What Is a Carbon Tax?
A carbon tax is a type of penalty that businesses must pay for excessive greenhouse gas emissions. The tax is usually levied per ton of greenhouse gas emissions emitted.
Carbon taxes have been implemented in 35 countries to date. The United States has not enacted a carbon tax although a number of proposals for one have been submitted to the U.S. Congress.
A carbon tax is paid by businesses and industries that produce carbon dioxide through their operations. The tax is designed to encourage such businesses to reduce their output of greenhouse gases and carbon dioxide, a colorless and odorless incombustible gas, into the atmosphere.
Key Takeaways
- A carbon tax is a fee imposed on businesses and individuals that works as a sort of "pollution tax."
- The tax is a fee imposed on companies that burn carbon-based fuels, including coal, oil, gasoline, and natural gas.
- The burning of these fuels produces greenhouse gases, such as carbon dioxide and methane, which heat up the atmosphere and cause global warming.
- A carbon tax is seen as reducing emissions by making it more expensive to use carbon-based fuels, therefore giving companies a reason to become more energy-efficient, so as to save money.
- A carbon tax would also increase the costs of gasoline and electricity, therefore giving consumers a reason to switch to clean energy.
- There is currently no carbon tax in the United States.
Understanding the Carbon Tax
A tax designed to mitigate or remove the negative externalities of carbon emission, a carbon tax is a type of Pigouvian tax. Carbon is found in every kind of hydrocarbon fuel (including coal, petroleum, and natural gas) and is released as the harmful toxin carbon dioxide (CO2) when this kind of fuel is burned. CO2 is the compound primarily responsible for the "greenhouse" effect of trapping heat within the Earth's atmosphere, and is thus one of the primary causes of global warming.
A carbon tax is a type of Pigouvian tax, meaning a tax that businesses or individuals must pay due to engaging in activities that cause adverse side effects for society.
Government Regulation
A carbon tax is also referred to as a form of carbon pricing on greenhouse gas emissions where a fixed price is set by the government for carbon emissions in certain sectors. The price is passed through from businesses to consumers. By increasing the cost of greenhouse emissions, governments hope to curb consumption, reduce the demand for fossil fuels, and push more companies toward creating environmentally-friendly substitutes.

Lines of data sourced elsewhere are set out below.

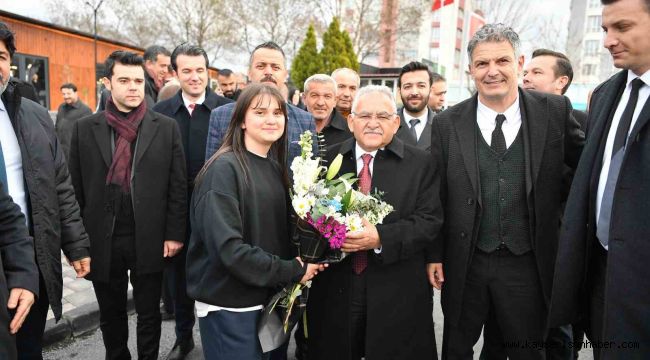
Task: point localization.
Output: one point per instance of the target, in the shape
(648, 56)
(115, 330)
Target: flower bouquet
(325, 209)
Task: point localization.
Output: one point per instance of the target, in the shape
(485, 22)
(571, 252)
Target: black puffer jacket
(55, 220)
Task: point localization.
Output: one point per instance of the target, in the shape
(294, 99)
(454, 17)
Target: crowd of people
(528, 215)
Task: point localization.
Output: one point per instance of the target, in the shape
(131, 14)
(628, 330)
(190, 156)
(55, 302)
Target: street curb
(77, 322)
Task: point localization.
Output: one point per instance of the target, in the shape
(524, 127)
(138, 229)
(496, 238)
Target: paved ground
(90, 346)
(76, 292)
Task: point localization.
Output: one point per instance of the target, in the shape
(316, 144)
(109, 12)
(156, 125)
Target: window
(593, 23)
(592, 47)
(435, 34)
(33, 70)
(589, 69)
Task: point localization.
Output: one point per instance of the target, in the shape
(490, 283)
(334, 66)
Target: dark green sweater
(239, 249)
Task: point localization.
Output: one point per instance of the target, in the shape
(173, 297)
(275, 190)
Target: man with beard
(129, 176)
(37, 179)
(347, 84)
(414, 83)
(190, 107)
(71, 110)
(320, 99)
(156, 64)
(438, 93)
(267, 64)
(228, 84)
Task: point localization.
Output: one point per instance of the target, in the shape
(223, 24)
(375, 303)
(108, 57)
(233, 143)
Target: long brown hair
(233, 141)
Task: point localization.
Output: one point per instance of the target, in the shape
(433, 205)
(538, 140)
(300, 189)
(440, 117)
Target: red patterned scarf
(127, 131)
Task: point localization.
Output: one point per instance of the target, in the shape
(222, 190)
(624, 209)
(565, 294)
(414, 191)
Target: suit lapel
(102, 133)
(465, 125)
(147, 132)
(534, 129)
(404, 130)
(643, 119)
(425, 139)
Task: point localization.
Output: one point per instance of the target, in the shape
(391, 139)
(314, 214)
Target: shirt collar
(408, 117)
(187, 102)
(645, 77)
(510, 113)
(358, 151)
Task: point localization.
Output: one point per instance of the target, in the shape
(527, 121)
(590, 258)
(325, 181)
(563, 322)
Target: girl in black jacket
(239, 250)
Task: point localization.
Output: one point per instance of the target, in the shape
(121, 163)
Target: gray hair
(374, 89)
(494, 33)
(320, 79)
(340, 70)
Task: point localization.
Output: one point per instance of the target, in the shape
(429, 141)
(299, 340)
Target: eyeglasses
(381, 117)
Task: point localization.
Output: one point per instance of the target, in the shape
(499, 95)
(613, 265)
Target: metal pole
(95, 9)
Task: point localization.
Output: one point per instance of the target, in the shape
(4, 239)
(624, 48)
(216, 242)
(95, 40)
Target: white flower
(353, 222)
(301, 205)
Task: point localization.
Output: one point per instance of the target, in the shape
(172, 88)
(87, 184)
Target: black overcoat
(552, 140)
(627, 289)
(158, 189)
(399, 297)
(17, 266)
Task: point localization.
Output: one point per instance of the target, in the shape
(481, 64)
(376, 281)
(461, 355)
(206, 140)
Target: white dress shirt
(486, 119)
(358, 153)
(187, 102)
(644, 93)
(419, 127)
(13, 161)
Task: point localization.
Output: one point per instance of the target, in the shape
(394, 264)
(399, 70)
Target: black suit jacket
(158, 189)
(194, 129)
(627, 314)
(398, 292)
(552, 138)
(404, 131)
(17, 265)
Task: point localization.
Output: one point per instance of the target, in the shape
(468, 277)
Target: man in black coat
(156, 66)
(71, 110)
(377, 302)
(414, 82)
(501, 155)
(18, 272)
(550, 72)
(129, 175)
(191, 108)
(39, 182)
(602, 259)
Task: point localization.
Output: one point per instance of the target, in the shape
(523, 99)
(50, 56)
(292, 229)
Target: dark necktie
(414, 122)
(498, 143)
(3, 172)
(618, 150)
(360, 259)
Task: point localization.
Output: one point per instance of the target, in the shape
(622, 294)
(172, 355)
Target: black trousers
(112, 298)
(597, 302)
(183, 305)
(505, 287)
(358, 315)
(29, 339)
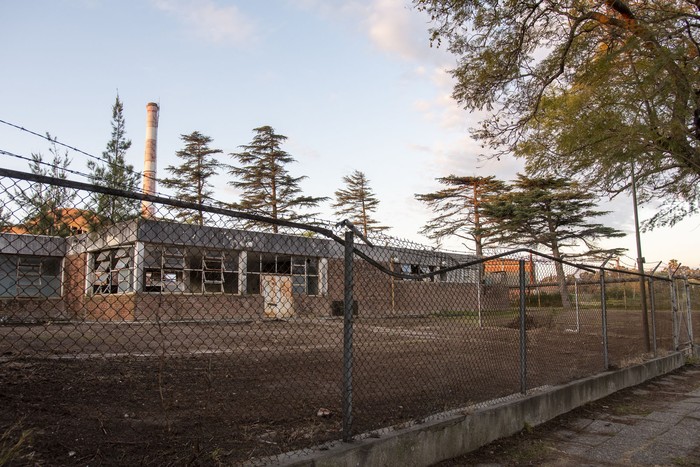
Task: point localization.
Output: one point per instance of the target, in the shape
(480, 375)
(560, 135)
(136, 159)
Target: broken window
(191, 269)
(303, 270)
(30, 276)
(112, 271)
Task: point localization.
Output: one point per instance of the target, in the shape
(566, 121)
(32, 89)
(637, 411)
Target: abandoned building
(147, 269)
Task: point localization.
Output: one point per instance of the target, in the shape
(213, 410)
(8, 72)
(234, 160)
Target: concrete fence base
(455, 435)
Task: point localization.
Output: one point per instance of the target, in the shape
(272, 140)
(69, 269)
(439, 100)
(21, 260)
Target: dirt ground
(230, 393)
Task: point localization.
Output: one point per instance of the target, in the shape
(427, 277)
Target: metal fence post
(689, 322)
(523, 334)
(652, 299)
(347, 336)
(604, 312)
(674, 313)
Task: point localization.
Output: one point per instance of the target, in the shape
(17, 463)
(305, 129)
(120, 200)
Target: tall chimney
(149, 158)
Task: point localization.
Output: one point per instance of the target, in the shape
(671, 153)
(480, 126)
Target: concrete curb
(456, 435)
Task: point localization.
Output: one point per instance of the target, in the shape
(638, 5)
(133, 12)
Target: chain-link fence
(139, 338)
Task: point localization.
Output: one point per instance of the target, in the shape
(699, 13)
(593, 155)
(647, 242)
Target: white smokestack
(149, 158)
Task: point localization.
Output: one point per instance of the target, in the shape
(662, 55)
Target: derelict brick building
(146, 269)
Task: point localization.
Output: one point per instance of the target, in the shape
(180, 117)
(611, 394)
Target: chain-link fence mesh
(166, 333)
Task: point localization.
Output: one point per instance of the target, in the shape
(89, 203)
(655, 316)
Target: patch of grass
(456, 314)
(684, 461)
(692, 360)
(13, 443)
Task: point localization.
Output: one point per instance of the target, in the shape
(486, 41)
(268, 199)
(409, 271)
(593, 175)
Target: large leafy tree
(458, 212)
(191, 179)
(113, 172)
(358, 202)
(49, 208)
(585, 86)
(266, 185)
(551, 213)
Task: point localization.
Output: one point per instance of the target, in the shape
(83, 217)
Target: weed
(12, 442)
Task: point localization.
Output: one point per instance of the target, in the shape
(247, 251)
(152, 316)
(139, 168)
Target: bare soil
(231, 393)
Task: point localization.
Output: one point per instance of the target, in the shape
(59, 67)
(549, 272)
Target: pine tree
(114, 172)
(458, 209)
(554, 213)
(268, 188)
(47, 205)
(191, 178)
(357, 202)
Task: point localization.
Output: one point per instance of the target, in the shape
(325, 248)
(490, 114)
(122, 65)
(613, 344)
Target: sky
(353, 84)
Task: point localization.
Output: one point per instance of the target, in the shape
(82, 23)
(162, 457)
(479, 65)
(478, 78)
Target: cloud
(210, 21)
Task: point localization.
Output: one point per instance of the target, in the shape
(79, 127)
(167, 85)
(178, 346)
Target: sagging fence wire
(153, 341)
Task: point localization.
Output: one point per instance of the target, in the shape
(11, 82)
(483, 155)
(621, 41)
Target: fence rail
(133, 337)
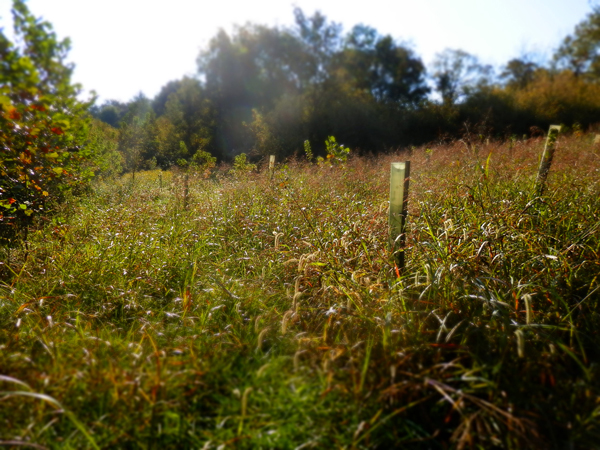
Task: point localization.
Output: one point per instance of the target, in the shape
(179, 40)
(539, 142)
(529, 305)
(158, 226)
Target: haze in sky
(123, 47)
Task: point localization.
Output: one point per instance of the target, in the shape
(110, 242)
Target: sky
(123, 47)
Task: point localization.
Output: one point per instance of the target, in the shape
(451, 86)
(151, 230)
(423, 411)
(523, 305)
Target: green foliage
(308, 151)
(103, 142)
(241, 165)
(43, 127)
(203, 162)
(256, 315)
(336, 153)
(580, 52)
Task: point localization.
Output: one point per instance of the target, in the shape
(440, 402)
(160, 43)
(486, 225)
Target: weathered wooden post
(399, 179)
(546, 161)
(271, 166)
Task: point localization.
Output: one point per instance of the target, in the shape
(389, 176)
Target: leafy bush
(42, 124)
(241, 164)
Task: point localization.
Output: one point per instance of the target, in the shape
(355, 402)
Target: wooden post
(399, 179)
(271, 166)
(547, 156)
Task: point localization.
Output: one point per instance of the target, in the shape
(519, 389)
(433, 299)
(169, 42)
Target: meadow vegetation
(180, 310)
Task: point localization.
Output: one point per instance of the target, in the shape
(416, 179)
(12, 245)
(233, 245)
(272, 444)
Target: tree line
(268, 90)
(265, 90)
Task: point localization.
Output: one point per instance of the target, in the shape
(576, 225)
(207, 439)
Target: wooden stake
(271, 165)
(547, 157)
(399, 179)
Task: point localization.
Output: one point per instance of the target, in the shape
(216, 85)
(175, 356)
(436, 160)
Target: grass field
(244, 312)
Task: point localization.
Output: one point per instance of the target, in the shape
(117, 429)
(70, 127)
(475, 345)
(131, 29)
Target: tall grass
(256, 313)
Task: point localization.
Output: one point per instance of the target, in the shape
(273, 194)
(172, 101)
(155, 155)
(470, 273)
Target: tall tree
(458, 74)
(580, 52)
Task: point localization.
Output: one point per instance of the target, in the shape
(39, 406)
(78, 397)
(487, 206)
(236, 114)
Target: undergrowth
(250, 312)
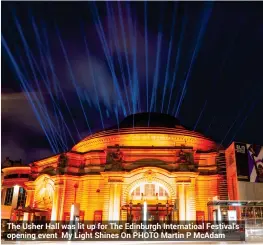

A carbon tax is a way for a state to exert some control over carbon emissions without resorting to the levers of a command economy, by which the state could control the means of production and mandate a halt in production and services producing carbon emissions.
Implementing a Carbon Tax
In a carbon tax regime, carbon contained in manufactured products generally is not taxed until it is released into the atmosphere, for example, by burning. The same applies to any CO2 that is permanently isolated from production and is not released into the atmosphere. But the tax is levied during the upstream process, or when the fuel or gas is extracted from the Earth. Producers can then pass on the tax to the market by as much as they can. This, in turn, gives consumers a chance to reduce their own carbon footprints.
Examples of Carbon Taxes
Carbon taxes have been implemented in a number of countries around the world. They take several different forms, but most amount to a straightforward rate of taxation per ton of hydrocarbon fuel used. The first country to implement a carbon tax was Finland, in 1990. As of April 2021, that levy stood at $73.02 per ton of carbon. The Finns were quickly followed by other Nordic countries — Sweden and Norway both implemented their own carbon taxes in 1991. At a rate of $69.00 per ton of CO2 used in gasoline, the Norwegian tax is among the most stringent in the world.
The United States has not enacted a carbon tax.
Carbon Tax Offsets
Although controversial, carbon tax offsets seemingly have a direct effect on the net carbon effect of individuals and companies. They are purchased through non-profits that use the funds to cut or remove a specific quantity of greenhouse gases from the atmosphere.
The criticism centers around carbon offsets being purchased for two reasons: to lower a carbon tax levied on a company, or to claim you or your company are net-zero for carbon emissions. This doesn't mean that you or your company doesn't emit carbon, but that the offsets you purchased "negate" the corresponding emissions. These mechanisms are popular because it is often less expensive for a company to buy offsets than change their machinery or manufacturing process.
Failed Carbon Taxes
Most forms of carbon taxation have been deployed successfully, but Australia's failed attempt from 2012-2014 stands in stark contrast. The minority Green party was able to broker the carbon tax during a period of economic stagnation in 2011, but the tax never garnered the support of either of the main parties in Australia, the left-leaning Labor Party (which reluctantly agreed to the tax to form a government with the Greens) and the center-right Liberals, whose leader Tony Abbott spearheaded the 2014 repeal. Like most economic initiatives to combat climate change, carbon taxes remain highly controversial.